自らの足で(Girl's Side)
自らの足で(ガールズサイド)
藍川秀一
なぜだか最近、一人の男が良く視界に入るようになる。ストーカーか? と疑問にも思ったが、どうやらそうではないらしい。二ヶ月ほど観察して見たが、ただそこにいるだけの存在ではあった。学期が変わったことで講義の時間が変更になり、電車へと乗るタイミングがたまたま一緒になっただけのようだ。
しかし、降りる駅も同じ、受ける講義も同じとなると違和感のようなものを感じざるを得ない。おかしいと感じている部分はそこだけではない。駅から学校までの道のり、講義での席順、その二つとも、どうしてか私の前にいることはなかった。そして妙な視線を背中に感じる。今まで感じたことのない不思議な感覚だった。他人からの視線はそれなりに慣れているつもりではあるが、悪い気がしないのは何故だろう。
世の中のほとんどの人は邪魔な物を見るようにして、私の先を歩いて行く。たまに私に手を差し伸べてくれる人間もいる。しかし、彼らの思考の中に私という人間は存在していない。自身の同情心に似た欲求を満たすためだけに手を差し伸べているだけだ。
そんなもの、私はいらない。
自分の体が、普通の人と違うことは理解している。必要以上に、世間に迷惑をかけていることも知っている。それは、私が一番知っていることだ。
私は、一人では生きてはいけない。でもだからこそ、一人で、生きていこうとしなければならない。背伸びをしなくてはいけない。
それは、私が、私でいるために必要なことだ。
だからというわけではないが、彼の視線に異質さを感じざるを得なかった。ただ私を、見ているだけなのだ。面白がっている様子でもない。近くも、遠くもない距離で私を観察しているようだった。
しばらくの間、そんなことが続いたため、視線そのものがくすぐったくなってくる。ストレスとはまた違うが、もどかしさというか、胸が痒くなるような感覚が消えない。

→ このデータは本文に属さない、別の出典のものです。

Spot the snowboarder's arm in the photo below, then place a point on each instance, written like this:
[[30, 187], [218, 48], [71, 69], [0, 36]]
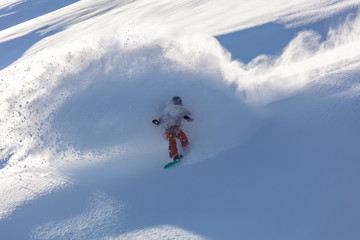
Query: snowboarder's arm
[[156, 121]]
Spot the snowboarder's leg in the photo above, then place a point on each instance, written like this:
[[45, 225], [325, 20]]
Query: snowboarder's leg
[[183, 138], [170, 136]]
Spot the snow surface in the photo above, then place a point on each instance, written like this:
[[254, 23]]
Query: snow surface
[[274, 145]]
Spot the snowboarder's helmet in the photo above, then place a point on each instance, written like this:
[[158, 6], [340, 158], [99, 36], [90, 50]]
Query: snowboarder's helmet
[[176, 100]]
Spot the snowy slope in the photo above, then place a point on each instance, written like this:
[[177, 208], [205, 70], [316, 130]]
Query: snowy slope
[[274, 145]]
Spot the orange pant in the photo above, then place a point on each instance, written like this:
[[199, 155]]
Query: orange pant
[[171, 137]]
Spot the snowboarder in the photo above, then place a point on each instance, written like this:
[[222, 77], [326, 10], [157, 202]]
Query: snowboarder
[[171, 120]]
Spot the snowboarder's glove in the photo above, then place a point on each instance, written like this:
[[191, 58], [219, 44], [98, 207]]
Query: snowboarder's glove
[[186, 117]]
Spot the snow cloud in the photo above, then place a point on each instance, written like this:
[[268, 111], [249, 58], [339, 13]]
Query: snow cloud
[[109, 59]]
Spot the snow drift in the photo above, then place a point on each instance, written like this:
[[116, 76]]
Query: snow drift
[[84, 98]]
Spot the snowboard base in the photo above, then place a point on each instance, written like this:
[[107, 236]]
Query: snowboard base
[[172, 164]]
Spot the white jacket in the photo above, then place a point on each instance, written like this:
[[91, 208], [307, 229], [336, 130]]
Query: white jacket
[[172, 117]]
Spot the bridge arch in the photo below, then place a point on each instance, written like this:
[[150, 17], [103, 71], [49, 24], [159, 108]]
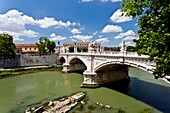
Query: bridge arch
[[126, 63], [76, 64], [62, 60]]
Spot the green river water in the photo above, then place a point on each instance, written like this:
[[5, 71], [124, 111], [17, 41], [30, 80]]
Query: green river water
[[17, 93]]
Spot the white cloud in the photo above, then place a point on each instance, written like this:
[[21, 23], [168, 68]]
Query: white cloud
[[111, 28], [57, 38], [82, 37], [95, 33], [104, 1], [86, 1], [129, 35], [102, 40], [49, 22], [73, 40], [14, 23], [118, 17], [75, 31], [116, 0]]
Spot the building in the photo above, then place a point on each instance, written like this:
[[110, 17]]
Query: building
[[26, 48]]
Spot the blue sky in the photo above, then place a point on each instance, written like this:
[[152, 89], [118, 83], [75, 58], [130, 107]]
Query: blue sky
[[67, 21]]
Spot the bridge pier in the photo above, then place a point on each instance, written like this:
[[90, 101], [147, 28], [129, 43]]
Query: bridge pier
[[107, 75], [66, 68], [89, 79]]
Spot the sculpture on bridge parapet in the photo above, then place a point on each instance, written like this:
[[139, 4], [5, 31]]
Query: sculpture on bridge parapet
[[93, 47]]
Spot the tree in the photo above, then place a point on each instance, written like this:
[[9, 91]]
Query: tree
[[45, 46], [7, 46], [154, 31]]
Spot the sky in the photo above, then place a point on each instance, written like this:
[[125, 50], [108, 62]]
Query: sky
[[67, 21]]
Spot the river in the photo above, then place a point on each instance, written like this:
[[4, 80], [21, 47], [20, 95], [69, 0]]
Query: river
[[19, 92]]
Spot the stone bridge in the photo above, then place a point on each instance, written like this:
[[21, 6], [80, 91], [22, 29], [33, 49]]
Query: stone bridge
[[102, 68]]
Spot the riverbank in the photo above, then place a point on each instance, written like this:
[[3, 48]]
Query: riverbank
[[26, 70]]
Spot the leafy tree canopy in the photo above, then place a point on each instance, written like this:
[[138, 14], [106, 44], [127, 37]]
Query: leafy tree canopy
[[7, 46], [45, 46], [154, 31]]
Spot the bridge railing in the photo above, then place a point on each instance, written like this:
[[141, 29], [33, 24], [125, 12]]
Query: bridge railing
[[128, 56]]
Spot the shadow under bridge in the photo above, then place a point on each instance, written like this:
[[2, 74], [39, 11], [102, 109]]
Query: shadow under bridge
[[76, 65]]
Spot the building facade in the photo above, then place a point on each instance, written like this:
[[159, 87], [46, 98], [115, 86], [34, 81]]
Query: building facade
[[26, 48]]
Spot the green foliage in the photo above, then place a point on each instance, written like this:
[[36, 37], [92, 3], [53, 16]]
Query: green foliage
[[6, 46], [45, 46], [154, 31], [146, 110]]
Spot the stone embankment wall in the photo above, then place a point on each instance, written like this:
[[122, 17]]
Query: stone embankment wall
[[24, 60]]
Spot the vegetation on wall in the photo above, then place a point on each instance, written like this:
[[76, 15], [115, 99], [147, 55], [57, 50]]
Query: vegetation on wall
[[45, 46], [7, 47]]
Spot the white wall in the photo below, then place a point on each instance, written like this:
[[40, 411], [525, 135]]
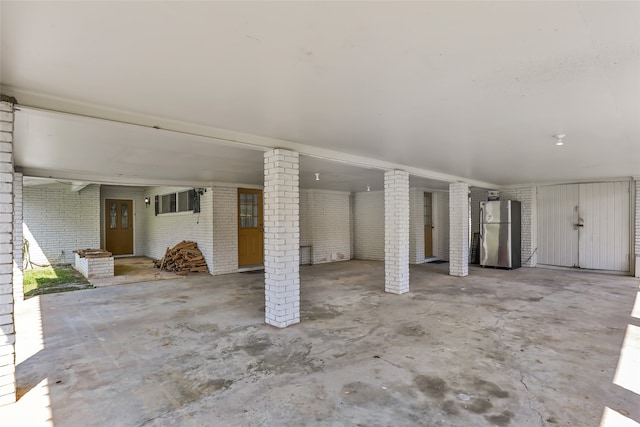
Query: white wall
[[136, 194], [164, 231], [325, 224], [57, 221], [368, 213]]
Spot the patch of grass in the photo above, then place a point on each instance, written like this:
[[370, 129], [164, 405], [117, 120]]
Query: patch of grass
[[47, 280]]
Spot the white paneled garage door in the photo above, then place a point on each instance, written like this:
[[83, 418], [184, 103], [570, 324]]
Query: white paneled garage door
[[584, 225]]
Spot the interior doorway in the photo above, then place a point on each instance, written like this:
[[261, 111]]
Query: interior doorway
[[119, 226], [428, 225], [250, 227]]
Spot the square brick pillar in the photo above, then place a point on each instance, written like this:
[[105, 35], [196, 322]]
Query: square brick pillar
[[458, 229], [281, 238], [637, 227], [18, 276], [396, 232], [7, 330]]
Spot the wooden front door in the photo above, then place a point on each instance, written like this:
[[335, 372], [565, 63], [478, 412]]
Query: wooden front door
[[119, 226], [250, 227], [428, 225]]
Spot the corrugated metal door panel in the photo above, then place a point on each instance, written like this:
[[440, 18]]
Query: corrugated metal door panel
[[557, 235], [604, 238]]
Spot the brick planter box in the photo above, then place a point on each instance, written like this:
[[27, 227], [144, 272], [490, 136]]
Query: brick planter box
[[94, 263]]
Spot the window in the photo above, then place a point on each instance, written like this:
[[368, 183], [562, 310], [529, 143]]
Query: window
[[249, 210], [182, 201]]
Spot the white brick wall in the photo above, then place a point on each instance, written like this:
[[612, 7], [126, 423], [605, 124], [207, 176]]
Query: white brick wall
[[57, 221], [441, 204], [7, 330], [368, 234], [166, 230], [396, 231], [325, 224], [416, 226], [18, 277], [458, 229], [281, 237], [94, 268], [527, 196], [136, 194], [225, 230]]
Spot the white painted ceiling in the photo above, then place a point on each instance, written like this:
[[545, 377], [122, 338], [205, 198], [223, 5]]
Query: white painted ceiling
[[450, 91]]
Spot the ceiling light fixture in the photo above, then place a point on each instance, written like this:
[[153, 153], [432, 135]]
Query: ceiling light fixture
[[559, 138]]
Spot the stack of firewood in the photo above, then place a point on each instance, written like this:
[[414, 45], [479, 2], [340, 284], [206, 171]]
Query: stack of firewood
[[183, 258]]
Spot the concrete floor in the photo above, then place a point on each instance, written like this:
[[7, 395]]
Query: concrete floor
[[529, 347]]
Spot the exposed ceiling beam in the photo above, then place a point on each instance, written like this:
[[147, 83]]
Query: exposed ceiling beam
[[249, 141], [77, 185]]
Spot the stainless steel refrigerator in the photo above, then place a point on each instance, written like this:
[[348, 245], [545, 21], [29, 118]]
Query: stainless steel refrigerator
[[500, 234]]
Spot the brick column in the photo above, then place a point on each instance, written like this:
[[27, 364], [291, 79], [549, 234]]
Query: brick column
[[18, 287], [458, 229], [7, 330], [281, 238], [637, 227], [396, 232], [528, 198]]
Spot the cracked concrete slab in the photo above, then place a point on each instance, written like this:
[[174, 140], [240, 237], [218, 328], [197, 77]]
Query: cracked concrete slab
[[529, 347]]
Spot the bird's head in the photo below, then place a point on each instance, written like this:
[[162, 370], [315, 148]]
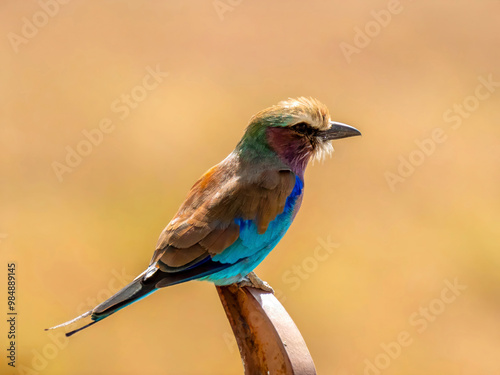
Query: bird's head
[[296, 130]]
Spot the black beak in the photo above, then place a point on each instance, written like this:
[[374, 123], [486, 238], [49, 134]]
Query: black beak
[[338, 130]]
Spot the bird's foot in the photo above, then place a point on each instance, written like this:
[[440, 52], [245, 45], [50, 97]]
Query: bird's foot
[[252, 280]]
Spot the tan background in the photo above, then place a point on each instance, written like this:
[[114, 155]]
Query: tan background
[[396, 249]]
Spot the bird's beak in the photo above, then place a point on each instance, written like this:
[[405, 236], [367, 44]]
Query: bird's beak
[[338, 130]]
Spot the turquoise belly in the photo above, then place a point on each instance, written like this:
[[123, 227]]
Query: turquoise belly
[[251, 247]]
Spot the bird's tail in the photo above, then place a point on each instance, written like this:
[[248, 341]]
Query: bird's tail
[[133, 292]]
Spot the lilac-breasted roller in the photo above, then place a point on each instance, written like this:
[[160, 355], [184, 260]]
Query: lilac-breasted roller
[[238, 211]]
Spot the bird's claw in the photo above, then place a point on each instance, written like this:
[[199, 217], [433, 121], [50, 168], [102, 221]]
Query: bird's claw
[[253, 281]]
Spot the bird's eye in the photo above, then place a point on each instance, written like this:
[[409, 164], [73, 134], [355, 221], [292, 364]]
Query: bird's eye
[[303, 128]]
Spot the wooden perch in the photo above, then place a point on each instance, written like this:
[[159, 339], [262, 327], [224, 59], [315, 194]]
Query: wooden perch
[[268, 339]]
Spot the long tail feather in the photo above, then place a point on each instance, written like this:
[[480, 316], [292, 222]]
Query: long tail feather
[[133, 292]]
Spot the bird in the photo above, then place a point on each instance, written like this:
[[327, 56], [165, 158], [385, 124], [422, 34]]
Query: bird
[[239, 210]]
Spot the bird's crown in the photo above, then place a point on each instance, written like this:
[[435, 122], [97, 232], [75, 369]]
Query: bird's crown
[[291, 112]]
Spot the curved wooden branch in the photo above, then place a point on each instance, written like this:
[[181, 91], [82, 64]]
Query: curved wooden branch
[[268, 339]]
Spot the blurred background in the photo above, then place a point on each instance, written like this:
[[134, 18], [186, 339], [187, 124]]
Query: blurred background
[[111, 110]]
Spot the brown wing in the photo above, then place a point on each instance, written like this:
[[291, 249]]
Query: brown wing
[[205, 223]]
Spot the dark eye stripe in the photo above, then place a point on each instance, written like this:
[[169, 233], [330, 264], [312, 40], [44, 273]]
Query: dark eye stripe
[[304, 128]]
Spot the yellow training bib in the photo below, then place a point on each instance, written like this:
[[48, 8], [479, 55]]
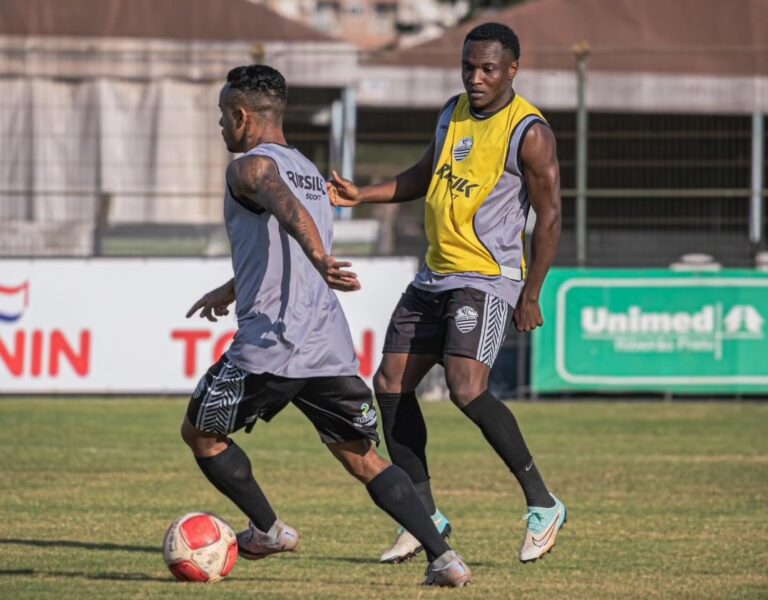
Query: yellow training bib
[[471, 163]]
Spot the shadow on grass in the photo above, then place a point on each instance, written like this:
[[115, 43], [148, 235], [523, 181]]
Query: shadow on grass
[[77, 544], [107, 576], [81, 575]]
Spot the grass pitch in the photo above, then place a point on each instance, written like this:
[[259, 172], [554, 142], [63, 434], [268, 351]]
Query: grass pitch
[[665, 501]]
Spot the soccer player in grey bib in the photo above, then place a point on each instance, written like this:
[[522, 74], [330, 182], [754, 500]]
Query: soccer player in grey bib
[[293, 342]]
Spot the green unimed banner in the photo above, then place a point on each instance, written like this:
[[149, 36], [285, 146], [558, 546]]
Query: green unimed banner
[[652, 330]]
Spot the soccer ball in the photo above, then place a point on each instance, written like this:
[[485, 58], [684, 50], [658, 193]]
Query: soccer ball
[[200, 547]]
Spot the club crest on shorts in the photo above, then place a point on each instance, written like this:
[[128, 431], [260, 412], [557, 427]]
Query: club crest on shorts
[[462, 148], [368, 416], [466, 319]]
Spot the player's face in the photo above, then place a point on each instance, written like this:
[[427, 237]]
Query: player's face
[[232, 121], [487, 70]]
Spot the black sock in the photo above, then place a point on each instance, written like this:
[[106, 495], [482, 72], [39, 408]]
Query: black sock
[[230, 473], [424, 492], [500, 428], [394, 493], [406, 435]]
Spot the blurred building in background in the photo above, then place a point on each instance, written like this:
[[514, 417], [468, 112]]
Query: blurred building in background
[[109, 118], [108, 113], [373, 24]]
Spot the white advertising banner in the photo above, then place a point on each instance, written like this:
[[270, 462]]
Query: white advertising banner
[[119, 326]]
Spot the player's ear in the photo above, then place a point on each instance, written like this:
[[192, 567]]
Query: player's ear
[[240, 116], [512, 71]]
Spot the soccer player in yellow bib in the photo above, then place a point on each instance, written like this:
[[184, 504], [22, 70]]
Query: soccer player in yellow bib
[[492, 156]]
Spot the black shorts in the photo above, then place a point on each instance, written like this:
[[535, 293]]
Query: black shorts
[[228, 398], [461, 322]]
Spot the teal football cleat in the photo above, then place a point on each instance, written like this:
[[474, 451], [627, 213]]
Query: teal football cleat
[[541, 533]]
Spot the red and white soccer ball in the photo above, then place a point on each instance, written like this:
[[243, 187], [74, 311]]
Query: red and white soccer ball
[[200, 547]]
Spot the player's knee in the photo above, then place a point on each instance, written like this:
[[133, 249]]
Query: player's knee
[[188, 433], [384, 383], [361, 460], [463, 392], [201, 444]]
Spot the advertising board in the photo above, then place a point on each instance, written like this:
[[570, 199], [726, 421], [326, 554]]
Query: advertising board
[[119, 326]]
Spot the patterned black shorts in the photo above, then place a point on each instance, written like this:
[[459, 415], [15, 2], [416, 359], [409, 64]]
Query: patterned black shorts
[[228, 398], [461, 322]]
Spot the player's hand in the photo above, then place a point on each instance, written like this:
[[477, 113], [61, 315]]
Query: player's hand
[[528, 314], [342, 192], [215, 303], [336, 276]]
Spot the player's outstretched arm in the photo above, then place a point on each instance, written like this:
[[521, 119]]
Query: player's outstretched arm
[[542, 176], [215, 303], [409, 185], [255, 180]]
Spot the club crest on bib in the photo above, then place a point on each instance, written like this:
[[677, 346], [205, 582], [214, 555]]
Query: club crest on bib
[[466, 319], [462, 148]]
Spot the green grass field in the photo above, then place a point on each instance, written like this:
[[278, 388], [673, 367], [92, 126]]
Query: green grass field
[[666, 500]]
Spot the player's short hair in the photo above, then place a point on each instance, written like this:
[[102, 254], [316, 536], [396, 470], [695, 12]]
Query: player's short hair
[[260, 88], [488, 32]]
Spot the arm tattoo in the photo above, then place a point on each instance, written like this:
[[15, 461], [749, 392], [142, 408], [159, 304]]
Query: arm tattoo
[[258, 182]]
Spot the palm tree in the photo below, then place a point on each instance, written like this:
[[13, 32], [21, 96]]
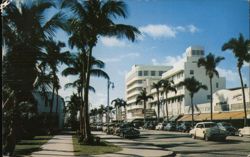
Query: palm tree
[[76, 68], [52, 57], [92, 19], [101, 110], [119, 102], [157, 86], [143, 97], [167, 86], [23, 42], [240, 48], [193, 86], [210, 62]]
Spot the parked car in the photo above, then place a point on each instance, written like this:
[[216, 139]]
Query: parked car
[[159, 126], [170, 127], [208, 131], [244, 131], [228, 128], [104, 127], [110, 128], [149, 125], [128, 131], [184, 127]]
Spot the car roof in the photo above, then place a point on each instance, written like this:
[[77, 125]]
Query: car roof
[[206, 123]]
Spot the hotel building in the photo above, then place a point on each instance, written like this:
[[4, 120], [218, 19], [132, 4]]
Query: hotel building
[[141, 76]]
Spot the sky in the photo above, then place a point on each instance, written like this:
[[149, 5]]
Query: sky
[[167, 28]]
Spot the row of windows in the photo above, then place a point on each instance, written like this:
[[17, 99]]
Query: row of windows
[[197, 52], [150, 73]]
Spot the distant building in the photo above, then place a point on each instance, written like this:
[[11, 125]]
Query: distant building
[[42, 108], [141, 76], [179, 103]]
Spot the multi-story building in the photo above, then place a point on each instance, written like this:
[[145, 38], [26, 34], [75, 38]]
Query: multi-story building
[[140, 76], [179, 103]]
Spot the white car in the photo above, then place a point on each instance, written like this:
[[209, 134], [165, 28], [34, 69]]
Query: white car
[[208, 131], [244, 131], [159, 126]]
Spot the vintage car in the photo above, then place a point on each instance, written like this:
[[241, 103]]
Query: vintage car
[[244, 131], [208, 131], [228, 128], [184, 127], [159, 126], [170, 127], [128, 131]]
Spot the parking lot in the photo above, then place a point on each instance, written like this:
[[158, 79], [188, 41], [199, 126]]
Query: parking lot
[[183, 145]]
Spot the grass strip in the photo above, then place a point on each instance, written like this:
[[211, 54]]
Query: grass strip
[[102, 148], [26, 147]]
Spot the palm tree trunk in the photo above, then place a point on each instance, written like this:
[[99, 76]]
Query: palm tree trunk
[[192, 105], [87, 135], [158, 108], [144, 112], [211, 99], [57, 100], [243, 95], [167, 107]]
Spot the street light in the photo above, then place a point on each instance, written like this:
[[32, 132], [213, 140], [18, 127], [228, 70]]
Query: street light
[[112, 86]]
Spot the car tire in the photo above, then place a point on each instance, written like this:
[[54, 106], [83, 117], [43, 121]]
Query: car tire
[[193, 136], [206, 138]]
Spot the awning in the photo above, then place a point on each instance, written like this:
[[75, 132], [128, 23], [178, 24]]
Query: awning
[[216, 116]]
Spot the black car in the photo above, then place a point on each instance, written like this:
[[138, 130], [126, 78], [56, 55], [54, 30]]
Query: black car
[[184, 127], [232, 131], [170, 127], [127, 130]]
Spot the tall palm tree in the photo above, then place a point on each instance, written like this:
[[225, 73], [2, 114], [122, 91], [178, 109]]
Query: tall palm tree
[[101, 110], [157, 86], [52, 57], [210, 62], [117, 104], [240, 48], [23, 42], [167, 86], [92, 19], [193, 86], [76, 68], [143, 97]]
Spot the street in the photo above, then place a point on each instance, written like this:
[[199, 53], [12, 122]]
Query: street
[[183, 145]]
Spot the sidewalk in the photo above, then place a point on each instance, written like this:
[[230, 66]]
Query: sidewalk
[[58, 146], [131, 148]]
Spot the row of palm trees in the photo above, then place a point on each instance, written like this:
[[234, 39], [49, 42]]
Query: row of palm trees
[[32, 55], [240, 48]]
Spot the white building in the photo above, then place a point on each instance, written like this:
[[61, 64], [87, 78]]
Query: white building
[[140, 76], [179, 103]]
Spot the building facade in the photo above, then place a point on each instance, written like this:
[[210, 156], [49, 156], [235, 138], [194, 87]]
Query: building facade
[[179, 103], [140, 76]]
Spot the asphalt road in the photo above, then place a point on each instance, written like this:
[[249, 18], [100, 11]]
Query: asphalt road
[[184, 146]]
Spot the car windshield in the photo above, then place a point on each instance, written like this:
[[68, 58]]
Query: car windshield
[[210, 125]]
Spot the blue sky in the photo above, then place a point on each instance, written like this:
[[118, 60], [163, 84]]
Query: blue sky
[[168, 27]]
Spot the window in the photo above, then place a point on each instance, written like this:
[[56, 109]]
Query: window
[[191, 72], [217, 85], [160, 73], [208, 97], [199, 126], [152, 73], [139, 73]]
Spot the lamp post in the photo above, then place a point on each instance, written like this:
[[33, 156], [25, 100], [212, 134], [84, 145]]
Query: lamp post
[[112, 86]]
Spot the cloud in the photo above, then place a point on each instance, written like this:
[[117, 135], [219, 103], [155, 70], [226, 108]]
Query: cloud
[[232, 77], [121, 57], [175, 61], [112, 42], [165, 31]]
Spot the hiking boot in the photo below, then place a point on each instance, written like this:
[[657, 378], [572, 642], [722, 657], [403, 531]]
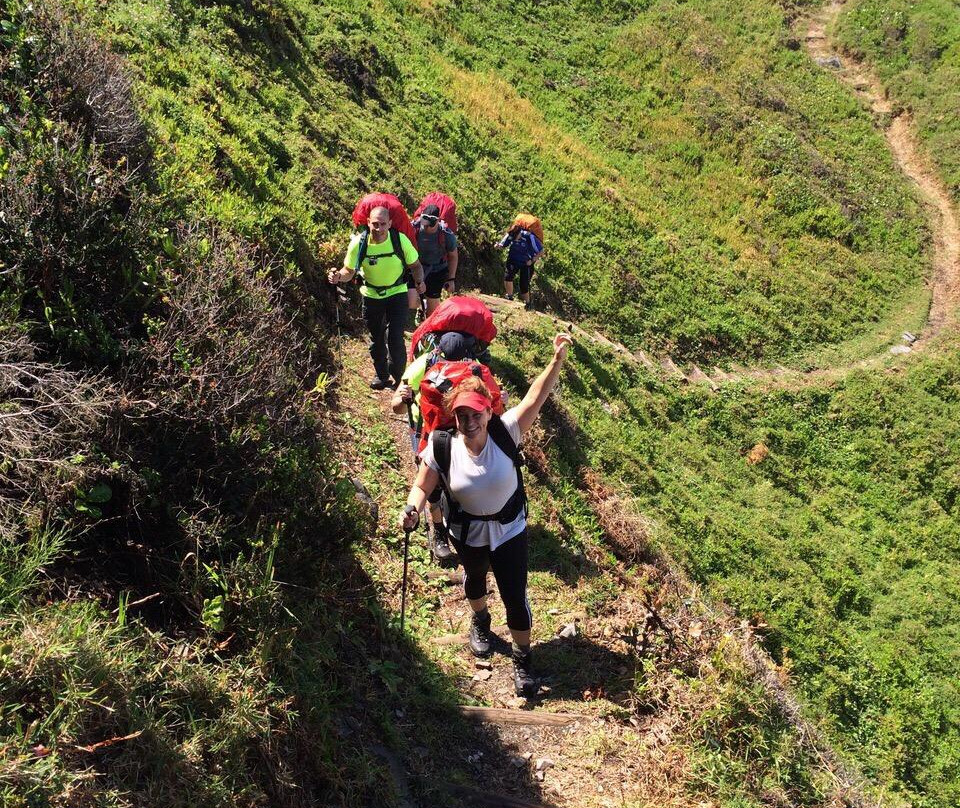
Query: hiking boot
[[523, 681], [480, 636], [440, 545]]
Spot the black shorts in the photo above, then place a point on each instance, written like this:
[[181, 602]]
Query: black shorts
[[435, 283], [525, 271]]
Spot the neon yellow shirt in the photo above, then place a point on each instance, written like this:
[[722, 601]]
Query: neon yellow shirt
[[385, 272], [413, 375]]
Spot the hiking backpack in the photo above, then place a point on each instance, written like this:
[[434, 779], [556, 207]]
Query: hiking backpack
[[452, 512], [439, 379], [458, 313], [400, 224]]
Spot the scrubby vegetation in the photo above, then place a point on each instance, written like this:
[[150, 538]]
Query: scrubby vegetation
[[704, 187], [915, 48], [827, 517], [188, 611]]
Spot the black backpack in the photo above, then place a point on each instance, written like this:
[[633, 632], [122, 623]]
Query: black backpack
[[452, 512]]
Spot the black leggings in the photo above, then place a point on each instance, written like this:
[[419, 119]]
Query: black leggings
[[386, 318], [509, 562]]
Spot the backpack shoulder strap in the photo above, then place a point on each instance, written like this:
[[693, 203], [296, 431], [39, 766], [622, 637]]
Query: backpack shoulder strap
[[362, 249], [398, 247], [441, 451]]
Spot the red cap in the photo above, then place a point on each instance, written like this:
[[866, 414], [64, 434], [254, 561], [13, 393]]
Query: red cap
[[473, 400]]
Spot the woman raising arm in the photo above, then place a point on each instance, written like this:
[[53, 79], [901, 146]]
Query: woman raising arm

耐えられなくなった私は、直接聞いてやろうと、後ろにいる彼の方へと振り返る。不安定なまま振り返ったせいか、私はそのままバランスを崩し、倒れそうになった。そしてふわっと、何かにもたれかかる。私が寄りかかっていたのは彼の体だった。思ったよりも大きく優しさの感じる、芯の通った体。私は何も言えなくなって、小さく頭を下げながらその場を立ち去る。鼓動が早くなり体が暑くなる。
私にとっては初めての感覚。顔全体が、沸騰しているかのように熱い。
私はどうしてしまったのだろう。できるだけ早く、足を動かす。彼の温もりを思い出す。私は、知らない感情にとらわれる。
でも不思議と、悪い気はしなかった。